Днем в клубе было сравнительно тихо, а вечерами во всех помещениях жизнь била ключом. Каждый проводил время по собственному усмотрению. Молодые офицеры увлекались танцами.
Зайдя как-то вечером в клуб, мы обнаружили, что читальня превратилась в швейную мастерскую. Вокруг столов сидели женщины и усердно занимались починкой одежды и белья. Позже мы узнали, что это был вечер помощи холостым офицерам.
Однажды в клуб прибыл и В. М. Молотов вместе с начальником местного гарнизона и фотографами. Последние усердно щелкали своими аппаратами. Начальник гарнизона от имени офицеров попросил разрешения, когда фотографии будут готовы, повесить их на стенах клуба — в память о нашем пребывании здесь.
Утром погода была все еще скверной. Над головой плыли низкие свинцовые облака, гонимые ветром с юго-запада.
На совещании у синоптиков мы пришли к решению: лететь можно.
Взлет был назначен на час дня. Меня беспокоило то обстоятельство, что наш маршрут пересекал теплый фронт между Ньюфаундлендом и Гренландией. Синоптики, правда, утверждали, что если мы поднимемся на высоту 7000–8000 футов, то ширина фронта там не может быть больше 50 миль.

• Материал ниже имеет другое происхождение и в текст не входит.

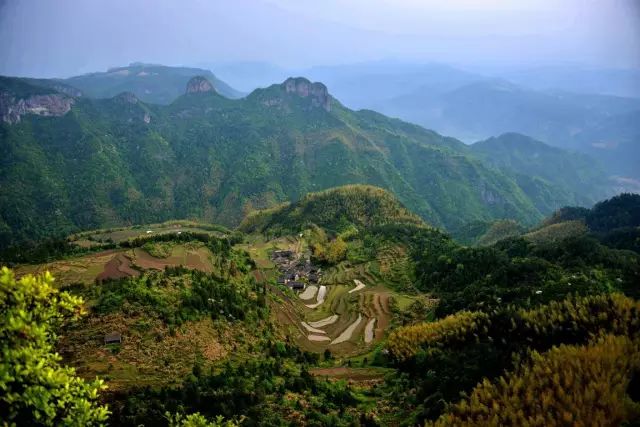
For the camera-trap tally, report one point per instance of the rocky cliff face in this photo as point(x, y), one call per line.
point(12, 108)
point(199, 84)
point(304, 88)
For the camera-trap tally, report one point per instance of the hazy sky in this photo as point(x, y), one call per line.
point(65, 37)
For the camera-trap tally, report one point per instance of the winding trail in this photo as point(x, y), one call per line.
point(322, 292)
point(312, 329)
point(359, 285)
point(368, 330)
point(346, 334)
point(324, 322)
point(309, 293)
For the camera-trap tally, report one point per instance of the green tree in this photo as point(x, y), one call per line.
point(36, 388)
point(336, 251)
point(198, 420)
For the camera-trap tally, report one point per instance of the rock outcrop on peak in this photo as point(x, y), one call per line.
point(127, 97)
point(317, 91)
point(199, 84)
point(13, 108)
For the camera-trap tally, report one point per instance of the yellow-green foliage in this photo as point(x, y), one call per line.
point(405, 342)
point(500, 230)
point(567, 386)
point(35, 388)
point(613, 313)
point(158, 249)
point(337, 209)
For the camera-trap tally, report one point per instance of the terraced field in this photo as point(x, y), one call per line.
point(117, 235)
point(349, 313)
point(119, 263)
point(351, 319)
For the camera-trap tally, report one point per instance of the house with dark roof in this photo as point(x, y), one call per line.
point(113, 338)
point(295, 285)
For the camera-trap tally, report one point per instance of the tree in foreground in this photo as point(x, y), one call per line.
point(35, 388)
point(198, 420)
point(567, 386)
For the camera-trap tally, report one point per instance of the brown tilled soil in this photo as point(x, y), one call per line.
point(118, 267)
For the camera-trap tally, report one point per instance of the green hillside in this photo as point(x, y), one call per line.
point(411, 328)
point(335, 209)
point(120, 161)
point(571, 175)
point(156, 84)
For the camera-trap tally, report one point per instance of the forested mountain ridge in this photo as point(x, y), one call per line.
point(336, 210)
point(203, 323)
point(121, 161)
point(571, 174)
point(152, 83)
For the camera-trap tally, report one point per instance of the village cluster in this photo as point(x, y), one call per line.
point(296, 271)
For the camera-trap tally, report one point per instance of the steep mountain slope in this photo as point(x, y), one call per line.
point(117, 161)
point(335, 209)
point(156, 84)
point(571, 174)
point(595, 124)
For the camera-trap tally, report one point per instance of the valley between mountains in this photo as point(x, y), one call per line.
point(183, 254)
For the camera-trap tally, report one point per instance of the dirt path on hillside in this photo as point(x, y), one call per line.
point(359, 285)
point(346, 334)
point(322, 293)
point(312, 329)
point(325, 322)
point(318, 338)
point(309, 293)
point(368, 330)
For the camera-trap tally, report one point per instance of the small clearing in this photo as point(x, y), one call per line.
point(309, 293)
point(312, 329)
point(325, 322)
point(368, 330)
point(318, 338)
point(322, 292)
point(346, 334)
point(359, 285)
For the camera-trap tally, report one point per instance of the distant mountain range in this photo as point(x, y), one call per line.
point(72, 162)
point(550, 104)
point(156, 84)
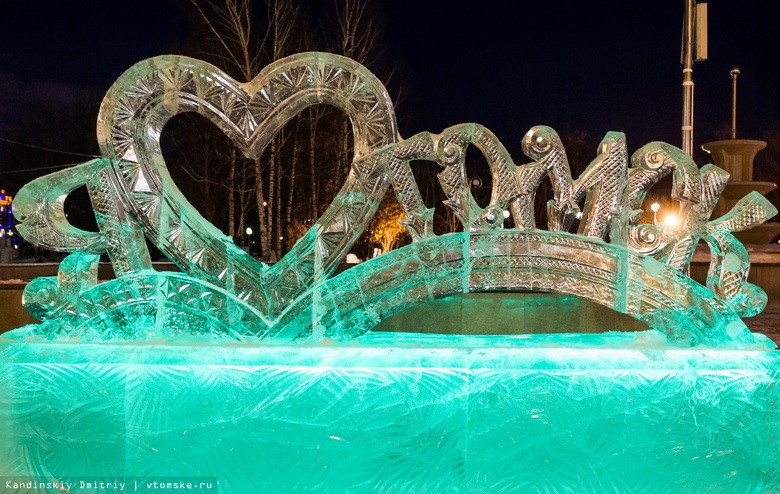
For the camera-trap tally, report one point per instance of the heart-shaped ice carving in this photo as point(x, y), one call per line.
point(142, 100)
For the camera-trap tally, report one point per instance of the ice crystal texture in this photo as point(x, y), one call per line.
point(270, 378)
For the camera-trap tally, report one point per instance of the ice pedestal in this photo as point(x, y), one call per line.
point(398, 413)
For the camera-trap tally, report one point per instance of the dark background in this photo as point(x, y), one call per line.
point(593, 66)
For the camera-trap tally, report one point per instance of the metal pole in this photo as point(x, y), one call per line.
point(687, 59)
point(734, 73)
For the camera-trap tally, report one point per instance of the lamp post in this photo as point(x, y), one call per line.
point(734, 73)
point(694, 49)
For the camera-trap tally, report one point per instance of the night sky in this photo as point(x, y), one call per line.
point(596, 66)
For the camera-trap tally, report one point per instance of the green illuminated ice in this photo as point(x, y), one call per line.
point(269, 378)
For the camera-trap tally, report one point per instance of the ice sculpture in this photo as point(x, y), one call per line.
point(312, 399)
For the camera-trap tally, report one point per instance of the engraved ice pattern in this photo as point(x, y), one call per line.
point(270, 379)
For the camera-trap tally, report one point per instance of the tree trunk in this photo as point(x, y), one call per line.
point(262, 227)
point(232, 195)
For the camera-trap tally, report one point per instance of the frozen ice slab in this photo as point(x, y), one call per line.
point(398, 413)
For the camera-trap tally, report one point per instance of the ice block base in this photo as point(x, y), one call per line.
point(398, 413)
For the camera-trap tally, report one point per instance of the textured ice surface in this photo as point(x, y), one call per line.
point(269, 379)
point(399, 413)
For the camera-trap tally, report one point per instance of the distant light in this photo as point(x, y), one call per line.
point(671, 221)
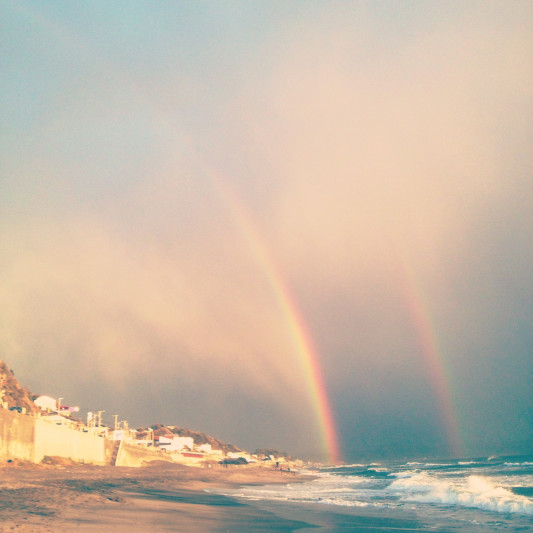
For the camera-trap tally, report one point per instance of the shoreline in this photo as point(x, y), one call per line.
point(168, 497)
point(159, 497)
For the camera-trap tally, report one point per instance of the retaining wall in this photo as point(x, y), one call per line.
point(17, 435)
point(61, 441)
point(133, 455)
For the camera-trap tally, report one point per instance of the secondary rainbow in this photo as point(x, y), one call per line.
point(427, 337)
point(302, 340)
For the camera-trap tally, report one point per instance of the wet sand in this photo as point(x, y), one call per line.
point(162, 497)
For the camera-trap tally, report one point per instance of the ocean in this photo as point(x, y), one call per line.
point(470, 495)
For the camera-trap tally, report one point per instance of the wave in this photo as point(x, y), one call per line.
point(474, 491)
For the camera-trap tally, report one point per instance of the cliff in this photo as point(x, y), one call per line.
point(14, 395)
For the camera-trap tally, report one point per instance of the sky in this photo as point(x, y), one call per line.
point(276, 222)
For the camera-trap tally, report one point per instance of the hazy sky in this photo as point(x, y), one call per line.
point(378, 153)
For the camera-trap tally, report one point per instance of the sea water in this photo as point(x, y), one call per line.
point(470, 495)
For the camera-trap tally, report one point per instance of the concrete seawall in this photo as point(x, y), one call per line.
point(132, 455)
point(17, 436)
point(54, 440)
point(30, 439)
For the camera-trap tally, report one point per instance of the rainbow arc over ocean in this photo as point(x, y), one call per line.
point(434, 360)
point(301, 337)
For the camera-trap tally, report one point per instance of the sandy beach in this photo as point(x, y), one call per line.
point(159, 497)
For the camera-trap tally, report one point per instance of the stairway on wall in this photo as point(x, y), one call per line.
point(114, 455)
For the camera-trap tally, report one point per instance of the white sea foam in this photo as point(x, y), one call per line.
point(405, 473)
point(475, 491)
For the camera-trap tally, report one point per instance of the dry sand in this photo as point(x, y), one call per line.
point(159, 497)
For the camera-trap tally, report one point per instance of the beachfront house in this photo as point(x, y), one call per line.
point(45, 403)
point(176, 444)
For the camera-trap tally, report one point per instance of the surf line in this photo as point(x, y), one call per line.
point(301, 337)
point(433, 358)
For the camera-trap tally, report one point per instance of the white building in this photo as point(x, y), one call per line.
point(45, 403)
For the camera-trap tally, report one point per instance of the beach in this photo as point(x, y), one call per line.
point(159, 497)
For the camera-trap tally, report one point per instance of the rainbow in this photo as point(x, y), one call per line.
point(426, 331)
point(302, 339)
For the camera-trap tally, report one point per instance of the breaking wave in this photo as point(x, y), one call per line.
point(474, 491)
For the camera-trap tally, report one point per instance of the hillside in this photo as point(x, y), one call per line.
point(13, 393)
point(199, 438)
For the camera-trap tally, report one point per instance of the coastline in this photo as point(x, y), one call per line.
point(158, 497)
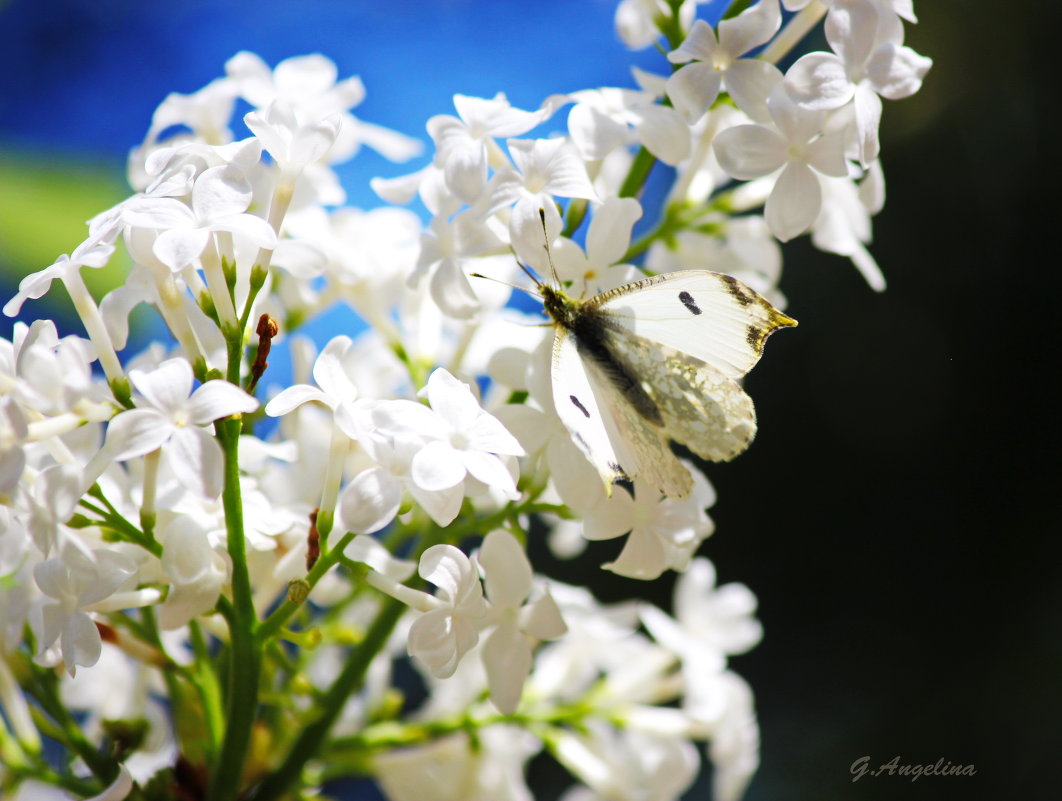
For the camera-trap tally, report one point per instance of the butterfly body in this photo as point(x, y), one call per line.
point(639, 365)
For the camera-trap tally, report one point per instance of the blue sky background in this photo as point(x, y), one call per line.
point(84, 75)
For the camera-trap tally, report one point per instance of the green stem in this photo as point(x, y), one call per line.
point(308, 743)
point(638, 173)
point(207, 686)
point(244, 660)
point(272, 625)
point(44, 687)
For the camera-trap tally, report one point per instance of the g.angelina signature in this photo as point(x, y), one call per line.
point(941, 767)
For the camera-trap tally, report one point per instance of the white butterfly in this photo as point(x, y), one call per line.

Мы поднялись в воздух в назначенное время. Вскоре облака остались внизу. Курс лежал на восток. Верхний слой облаков поднимался все выше и заставлял нас тоже постоянно набирать высоту. Добравшись до высоты 4000 метров, я решил последовать совету синоптиков и пройти теплый фронт именно здесь. Вскоре мы вновь оказались в облаках. Но через четверть часа началось обледенение. Согласно данным, полученным от синоптиков, я надеялся вскоре снова добраться до ясного неба. Но на этот раз синоптики нас сильно подвели.